Is a Hillary presidential race really good for all women? Once President Hillary is elected, gender inequities will change. There is a great quote from Ruth Bader Ginsburg, in which she says she wants a woman on the court, but not any woman. She wants a woman who'd advance women's rights. The same could be said for a woman president. I used to sit in the West Wing and watch groups of men go in and out, seven at a time. With a President Hillary, they'd have to get themselves a dame.

But feminism has become such a bad word in politics. Feminism has been defined in a negative way. But I was watching “Desperate Housewives” the other day and there was a scene involving a poor, working mother, a housekeeper who wanted to be there for her child's first day of school, and, of course, she couldn't be because of her mean boss. Well, feminism was supposed to be about making changes in the workplace so women could be there. President Hillary, I'm sure, would create more family friendly policies.

Have you seen “Commander In Chief”? I certainly have. I had a bunch of people over for a house party as part of the White House Project's premiere night. The show has become a hit. In fact, I just came from ABC studios, where I did a segment on how big this show is and what it all means.

See any similarities between Geena Davis and Hillary? Geena Davis is tall, and I don't know her policies. But she did take on human rights, which Hillary has done for decades.

Your book assumes Senator Clinton will win re-election next year. I've been in politics for 26 years and have never seen numbers change this dramatically for a politician.
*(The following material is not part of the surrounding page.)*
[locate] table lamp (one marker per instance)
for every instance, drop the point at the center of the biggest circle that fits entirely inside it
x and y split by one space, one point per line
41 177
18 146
In five years, her New York numbers have gone up 30 points. It's the reason the GOP is struggling to come up with a strong candidate.

What do you make of the senator's female challenger, Jeanine Pirro? I don't think Jeanine Pirro is all that strong. It's a bit of a stunt candidacy because of her husband's problems. People wonder what the big payoff is for Pirro, and that's not a great way to begin a campaign. And there are a lot of guys standing around her, pushing her to run. That's not exactly the feminist spirit in action. I have nothing against Pirro, but you wonder how much respect those guys have for her, or whether their prime agenda is simply to hurt Hillary.